Je ne sais quel est votre âge, lectrice, lecteur, mais si vous avez plus de 25 ans, il y a de grandes chances que vous ayez bien en mémoire les nombreuses couches de vernis patiemment appliquées pour masquer des intérêts souvent peu reluisants. Les guerres du Golfe ? La défense de la liberté contre l’axe du mal, bien sûr. Et tout un petit monde s’agitant du matin jusqu’au soir pour porter la bonne parole : guerre juste et sainte croisade au service de nobles causes.
Évidemment, l’abîme entre les grandes envolées et le pur appât du gain pouvait être particulièrement agaçant mais, somme toute, il avait un côté rassurant : le rapport de forces idéologiques était donc de notre côté puisqu’il fallait s’embarrasser d’une foule de justifications pour dissimuler pillages et massacres. Cet embarras, en validant des principes humanistes, rendait possibles quelques prises de judo : on pouvait condamner l’action entreprise en la mettant en regard des valeurs proclamées. On pouvait faire jouer la contradiction.
« La langue de Trump ne s’encombre pas des grandes sérénades habituelles. C’est le capital qui parle, sans filtre. »
Avec Donald Trump, tout est plus simple et plus compliqué à la fois : il n’y a, pour ainsi dire, plus de vernis ! Je ne sais si vous avez pris le temps d’écouter Donald Trump à l’occasion, par exemple, de ses conférences de presse – fascinées par ces shows assez exotiques, les « chaînes d’information en continu » les relaient bien souvent ; les extraits les plus saisissants font pour leur part la joie des réseaux sociaux. De l’humiliation de Zelensky en direct aux tranquilles revendications du Groenland devant un dirigeant de l’OTAN quasi mutique en passant par les mots fleuris choisis pour parler du Canada qui « nous a arnaqués pendant des années », l’Europe, la Chine… la langue de Trump ne s’encombre pas des grandes sérénades habituelles. C’est le capital qui parle, sans filtre.
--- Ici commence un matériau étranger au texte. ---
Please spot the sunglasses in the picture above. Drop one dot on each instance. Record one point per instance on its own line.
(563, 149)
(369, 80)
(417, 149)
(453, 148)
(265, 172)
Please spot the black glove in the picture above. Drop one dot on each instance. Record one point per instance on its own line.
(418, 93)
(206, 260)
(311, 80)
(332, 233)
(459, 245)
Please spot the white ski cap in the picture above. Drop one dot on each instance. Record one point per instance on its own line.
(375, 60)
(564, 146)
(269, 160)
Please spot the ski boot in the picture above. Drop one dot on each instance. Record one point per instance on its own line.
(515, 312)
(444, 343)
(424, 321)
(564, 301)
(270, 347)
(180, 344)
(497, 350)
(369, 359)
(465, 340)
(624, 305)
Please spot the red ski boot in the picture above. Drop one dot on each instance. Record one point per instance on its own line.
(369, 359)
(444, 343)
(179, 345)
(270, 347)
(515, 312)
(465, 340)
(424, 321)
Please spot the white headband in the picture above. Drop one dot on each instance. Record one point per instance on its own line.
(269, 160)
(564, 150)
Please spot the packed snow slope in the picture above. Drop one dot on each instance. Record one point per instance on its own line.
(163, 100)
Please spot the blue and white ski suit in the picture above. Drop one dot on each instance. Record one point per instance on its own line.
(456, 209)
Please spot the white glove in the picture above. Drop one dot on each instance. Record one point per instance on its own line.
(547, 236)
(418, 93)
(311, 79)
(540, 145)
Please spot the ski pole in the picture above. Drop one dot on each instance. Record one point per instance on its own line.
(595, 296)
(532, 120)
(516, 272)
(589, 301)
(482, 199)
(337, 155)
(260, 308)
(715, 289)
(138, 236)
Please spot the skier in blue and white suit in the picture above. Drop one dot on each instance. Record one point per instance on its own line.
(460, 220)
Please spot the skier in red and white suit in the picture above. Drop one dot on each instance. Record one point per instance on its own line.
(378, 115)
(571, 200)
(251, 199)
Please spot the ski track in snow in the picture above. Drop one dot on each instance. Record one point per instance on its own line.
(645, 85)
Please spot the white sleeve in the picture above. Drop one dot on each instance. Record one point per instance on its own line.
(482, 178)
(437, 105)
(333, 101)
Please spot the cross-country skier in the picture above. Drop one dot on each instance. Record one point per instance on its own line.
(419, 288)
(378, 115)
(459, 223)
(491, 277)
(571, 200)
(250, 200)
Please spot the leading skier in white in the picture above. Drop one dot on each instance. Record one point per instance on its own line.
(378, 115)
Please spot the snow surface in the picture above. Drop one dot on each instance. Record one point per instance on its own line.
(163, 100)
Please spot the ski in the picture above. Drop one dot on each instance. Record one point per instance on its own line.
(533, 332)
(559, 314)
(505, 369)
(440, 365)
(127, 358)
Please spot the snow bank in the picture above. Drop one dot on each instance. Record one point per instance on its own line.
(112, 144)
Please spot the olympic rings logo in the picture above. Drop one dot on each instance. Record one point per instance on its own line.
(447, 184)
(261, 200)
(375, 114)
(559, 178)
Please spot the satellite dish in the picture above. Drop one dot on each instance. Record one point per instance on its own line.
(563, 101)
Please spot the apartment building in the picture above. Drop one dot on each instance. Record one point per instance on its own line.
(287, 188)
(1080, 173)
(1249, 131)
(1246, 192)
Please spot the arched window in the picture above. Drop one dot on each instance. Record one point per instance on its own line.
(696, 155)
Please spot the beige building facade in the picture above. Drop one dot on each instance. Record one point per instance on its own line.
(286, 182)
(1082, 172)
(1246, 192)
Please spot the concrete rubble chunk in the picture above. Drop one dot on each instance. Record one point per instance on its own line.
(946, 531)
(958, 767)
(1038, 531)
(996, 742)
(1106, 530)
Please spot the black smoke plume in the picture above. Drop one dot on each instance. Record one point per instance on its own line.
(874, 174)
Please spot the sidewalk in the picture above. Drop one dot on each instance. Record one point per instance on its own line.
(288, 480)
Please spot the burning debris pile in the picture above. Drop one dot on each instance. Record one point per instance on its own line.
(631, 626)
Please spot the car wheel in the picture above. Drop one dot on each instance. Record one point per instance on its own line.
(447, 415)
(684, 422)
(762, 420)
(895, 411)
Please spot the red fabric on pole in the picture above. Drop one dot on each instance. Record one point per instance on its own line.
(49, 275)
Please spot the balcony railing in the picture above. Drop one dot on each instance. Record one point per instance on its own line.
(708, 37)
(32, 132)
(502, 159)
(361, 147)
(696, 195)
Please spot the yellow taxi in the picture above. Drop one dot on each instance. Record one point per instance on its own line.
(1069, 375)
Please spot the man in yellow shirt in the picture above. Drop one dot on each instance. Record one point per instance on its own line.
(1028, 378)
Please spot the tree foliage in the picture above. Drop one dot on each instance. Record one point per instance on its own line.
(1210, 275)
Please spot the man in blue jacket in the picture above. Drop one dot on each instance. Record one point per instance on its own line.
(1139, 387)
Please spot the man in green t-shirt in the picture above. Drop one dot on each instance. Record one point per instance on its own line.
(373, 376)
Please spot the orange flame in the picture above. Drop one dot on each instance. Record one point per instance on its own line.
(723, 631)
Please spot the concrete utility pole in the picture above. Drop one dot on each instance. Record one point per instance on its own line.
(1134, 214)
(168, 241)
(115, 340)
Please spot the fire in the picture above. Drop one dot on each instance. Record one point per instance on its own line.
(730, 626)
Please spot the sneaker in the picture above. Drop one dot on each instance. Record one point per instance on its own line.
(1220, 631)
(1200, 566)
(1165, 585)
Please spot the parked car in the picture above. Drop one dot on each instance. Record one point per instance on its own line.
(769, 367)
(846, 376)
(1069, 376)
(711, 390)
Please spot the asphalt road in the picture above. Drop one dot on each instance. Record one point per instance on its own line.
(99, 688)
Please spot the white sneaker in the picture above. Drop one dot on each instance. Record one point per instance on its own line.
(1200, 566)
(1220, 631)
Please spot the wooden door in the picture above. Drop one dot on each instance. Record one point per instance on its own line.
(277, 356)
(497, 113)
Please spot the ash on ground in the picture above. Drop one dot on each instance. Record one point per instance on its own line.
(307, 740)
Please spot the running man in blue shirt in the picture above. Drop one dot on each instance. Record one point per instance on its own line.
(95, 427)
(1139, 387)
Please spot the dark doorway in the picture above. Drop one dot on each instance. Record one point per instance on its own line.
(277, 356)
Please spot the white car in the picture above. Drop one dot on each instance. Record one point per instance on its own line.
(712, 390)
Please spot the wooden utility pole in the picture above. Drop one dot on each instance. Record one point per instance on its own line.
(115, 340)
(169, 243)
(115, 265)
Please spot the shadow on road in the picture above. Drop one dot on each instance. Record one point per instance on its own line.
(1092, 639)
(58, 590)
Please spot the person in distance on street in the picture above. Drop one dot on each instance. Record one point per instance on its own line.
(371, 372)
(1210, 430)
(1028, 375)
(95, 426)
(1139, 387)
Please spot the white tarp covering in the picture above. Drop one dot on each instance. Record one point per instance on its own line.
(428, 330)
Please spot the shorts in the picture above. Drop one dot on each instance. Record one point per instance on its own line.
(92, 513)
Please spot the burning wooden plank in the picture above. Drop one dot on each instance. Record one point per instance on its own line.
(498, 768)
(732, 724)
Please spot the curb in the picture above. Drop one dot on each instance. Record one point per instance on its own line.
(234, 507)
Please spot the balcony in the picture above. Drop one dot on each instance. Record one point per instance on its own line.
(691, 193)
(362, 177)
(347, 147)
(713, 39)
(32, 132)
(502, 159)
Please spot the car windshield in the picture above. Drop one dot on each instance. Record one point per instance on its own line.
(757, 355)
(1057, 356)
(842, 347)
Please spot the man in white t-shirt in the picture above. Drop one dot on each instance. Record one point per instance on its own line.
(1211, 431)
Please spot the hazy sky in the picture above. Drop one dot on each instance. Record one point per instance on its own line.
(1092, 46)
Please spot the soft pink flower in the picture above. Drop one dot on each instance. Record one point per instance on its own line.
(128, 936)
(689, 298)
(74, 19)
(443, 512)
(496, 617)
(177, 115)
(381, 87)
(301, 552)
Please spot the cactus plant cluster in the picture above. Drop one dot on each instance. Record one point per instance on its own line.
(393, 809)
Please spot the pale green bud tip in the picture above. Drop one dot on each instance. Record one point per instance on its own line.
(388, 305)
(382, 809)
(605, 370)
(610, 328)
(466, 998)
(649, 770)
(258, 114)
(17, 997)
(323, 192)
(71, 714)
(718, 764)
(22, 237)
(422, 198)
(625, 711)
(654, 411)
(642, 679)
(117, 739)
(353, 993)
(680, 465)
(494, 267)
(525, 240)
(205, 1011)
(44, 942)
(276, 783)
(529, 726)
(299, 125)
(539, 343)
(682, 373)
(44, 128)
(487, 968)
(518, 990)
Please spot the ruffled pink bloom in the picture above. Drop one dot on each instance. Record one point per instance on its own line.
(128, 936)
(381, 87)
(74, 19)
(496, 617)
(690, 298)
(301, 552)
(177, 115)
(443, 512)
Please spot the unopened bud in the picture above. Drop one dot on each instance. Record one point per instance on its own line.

À certains égards, c’est extrêmement inquiétant. Au temps T, cela semble indiquer un rapport de forces si dégradé dans les consciences qu’il n’est plus même besoin de vernis pour masquer la hideur bête de la quête exclusive du profit. Plus grave, en perspective : si cette langue du capital trouve un écho, si les esprits s’en accommodent, finissent par l’incorporer bon gré mal gré, comment continuer à se parler, à convaincre si un socle minimal de principes n’est pas partagé ? (Je ne parle pas ici de diplomatie entre États mais de politique : comment trouver l’oreille de celles et ceux qui soutiennent Trump s’ils acceptent de le suivre sur ce terrain où seul le profit compte ?) Ce ne sont pas là de minces questions.
Dans le même temps, les choses sont enfin claires et apparaissent pour ce qu’elles sont à la face du monde, avec tout ce que cela implique de possible surcroît de conscience. C’est Le Manifeste qui nous parle sans la moindre ride naissante : Partout où elle [la bourgeoisie] a conquis le pouvoir, elle a foulé aux pieds les relations féodales, patriarcales et idylliques. Tous les liens complexes et variés qui unissent l’homme féodal à ses « supérieurs naturels », elle les a brisés sans pitié pour ne laisser subsister d’autre lien, entre l’homme et l’homme, que le froid intérêt, les dures exigences du « paiement au comptant ». Elle a noyé les frissons sacrés de l’extase religieuse, de l’enthousiasme chevaleresque, de la sentimentalité petite-bourgeoise dans les eaux glacées du calcul égoïste. Elle a fait de la dignité personnelle une simple valeur d’échange ; elle a substitué aux nombreuses libertés, si chèrement conquises, l’unique et impitoyable liberté du commerce. En un mot, à la place de l’exploitation que masquaient les illusions religieuses et politiques, elle a mis une exploitation ouverte, éhontée, directe, brutale.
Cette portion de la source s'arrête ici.